After an intense book club read (if anyone would like to discuss Ada Palmer's Too Like the Lightning, I have almost too many thoughts to organize coherently), it was time to downshift into something fluffy and fun.
My waiting ARC of The Boyfriend Project, by Farrah Rochon, was the perfect choice. Beautiful, competent people meet and are wildly attracted to each other, pursue a relationship despite obstacles, overcome pitfalls, and kiss on a lovely fade to black.
The best parts about this book are around Samiah and her awesomeness. She kicks butt and takes name, owns it at work, has goals and meets them. At the beginning of the book she's involved in a viral video with a couple of strangers who quickly become the friends she's been missing as she focused on her work. This new friendship is delightful and charming and I can't wait for the inevitable books about Taylor and London that I certainly hope are coming.
The workplace stuff is also great--watching Samiah navigate idea-stealers and potential promotions is competence at its finest, but watching this company be full of competent, happy people who are treated well by their managers and enjoy their work. I've had a job like that and it was brilliant, and this very much captures that feeling of excitement and teamwork that goes along with that. It's very much a story about a fantasy workplace.
Daniel is also very hot and delightful, and their mutual attraction is full of delightful flirting banter and longing looks.
The reasons Samiah had for not wanting to get serious (because isn't a romance mostly about why they can't just fall for each other smoothly) are pretty thin, but she's a person who's all about control, so it made sense for her character, if not strictly necessary.
Daniel's reasons to resist their attraction are clearer; he's taken his new job as part of a government investigation, and he's here to get the information he needs and get out. Falling for one of his new coworkers was not part of the plan, and the lies he has to tell to sustain his cover story make him uncomfortable, even as he is being his sincere self in falling in love.

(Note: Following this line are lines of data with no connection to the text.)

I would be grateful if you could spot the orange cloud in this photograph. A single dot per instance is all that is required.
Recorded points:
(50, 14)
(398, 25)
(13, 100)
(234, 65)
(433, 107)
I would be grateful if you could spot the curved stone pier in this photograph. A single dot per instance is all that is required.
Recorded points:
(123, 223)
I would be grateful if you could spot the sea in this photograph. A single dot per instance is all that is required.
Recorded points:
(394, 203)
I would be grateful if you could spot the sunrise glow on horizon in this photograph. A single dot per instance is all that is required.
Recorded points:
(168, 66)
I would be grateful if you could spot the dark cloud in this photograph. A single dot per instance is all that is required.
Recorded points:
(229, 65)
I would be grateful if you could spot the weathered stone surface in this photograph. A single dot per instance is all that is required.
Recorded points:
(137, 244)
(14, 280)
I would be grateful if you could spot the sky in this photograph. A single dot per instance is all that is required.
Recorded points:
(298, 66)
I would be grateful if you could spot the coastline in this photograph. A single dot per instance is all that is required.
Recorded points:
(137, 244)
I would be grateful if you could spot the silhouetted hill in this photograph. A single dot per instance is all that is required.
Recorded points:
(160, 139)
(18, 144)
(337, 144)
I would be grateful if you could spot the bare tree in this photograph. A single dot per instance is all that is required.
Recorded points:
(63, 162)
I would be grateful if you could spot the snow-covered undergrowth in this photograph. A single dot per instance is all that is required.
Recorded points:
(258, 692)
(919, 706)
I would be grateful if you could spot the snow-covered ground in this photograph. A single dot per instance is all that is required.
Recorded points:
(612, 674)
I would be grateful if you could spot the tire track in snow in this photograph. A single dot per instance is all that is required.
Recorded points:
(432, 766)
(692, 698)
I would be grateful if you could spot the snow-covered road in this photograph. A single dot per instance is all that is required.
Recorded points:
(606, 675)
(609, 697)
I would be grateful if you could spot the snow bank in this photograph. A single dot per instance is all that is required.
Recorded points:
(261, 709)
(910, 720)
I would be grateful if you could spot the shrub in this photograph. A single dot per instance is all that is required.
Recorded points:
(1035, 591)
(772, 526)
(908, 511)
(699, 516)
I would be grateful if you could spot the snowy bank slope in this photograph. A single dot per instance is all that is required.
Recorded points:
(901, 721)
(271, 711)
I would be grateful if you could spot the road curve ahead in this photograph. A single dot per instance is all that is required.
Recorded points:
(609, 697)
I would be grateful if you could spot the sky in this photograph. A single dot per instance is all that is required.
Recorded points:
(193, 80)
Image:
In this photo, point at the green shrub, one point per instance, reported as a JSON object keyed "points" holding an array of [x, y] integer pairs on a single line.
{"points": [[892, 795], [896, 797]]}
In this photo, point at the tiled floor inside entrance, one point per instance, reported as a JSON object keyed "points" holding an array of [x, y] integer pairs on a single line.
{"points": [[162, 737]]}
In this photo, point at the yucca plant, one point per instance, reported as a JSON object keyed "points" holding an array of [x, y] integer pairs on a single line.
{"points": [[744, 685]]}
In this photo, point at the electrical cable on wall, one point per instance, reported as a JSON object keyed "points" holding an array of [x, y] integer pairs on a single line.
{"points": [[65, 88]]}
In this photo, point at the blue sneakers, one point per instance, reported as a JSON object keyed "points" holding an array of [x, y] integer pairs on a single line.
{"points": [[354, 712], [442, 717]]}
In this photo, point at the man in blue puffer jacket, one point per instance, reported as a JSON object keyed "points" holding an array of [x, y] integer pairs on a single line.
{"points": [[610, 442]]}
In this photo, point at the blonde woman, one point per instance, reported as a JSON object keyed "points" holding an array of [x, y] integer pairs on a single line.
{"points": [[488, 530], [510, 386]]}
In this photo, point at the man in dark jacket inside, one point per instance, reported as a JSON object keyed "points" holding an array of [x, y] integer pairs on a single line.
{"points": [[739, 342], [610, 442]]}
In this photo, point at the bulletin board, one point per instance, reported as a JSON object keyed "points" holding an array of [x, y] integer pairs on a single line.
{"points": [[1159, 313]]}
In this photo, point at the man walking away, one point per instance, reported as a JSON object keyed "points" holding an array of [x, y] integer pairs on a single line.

This book has an admirable sense of the difference between privacy and lying, because Samiah is a pretty private person, and doesn't expect all Daniel's details. It could be much worse. But the fact is that there are a lot of lies throughout the book, and then at the end, when the reckoning comes, while the apologies are believable, there is maybe not quite enough groveling for me. I feel like some of the angles of his deception that bothered me were not the ones that bothered Samiah, nor the ones Daniel was apologizing for. I wanted a little more nuance in his apology.
BUT: he remains charming and hot and brilliant and nerdy, and a book where the capitalists are not all evil and the "police" presence is after white collar crimes was just the light touch I needed right now. I definitely recommend this one; if you like the cover, this book will definitely deliver.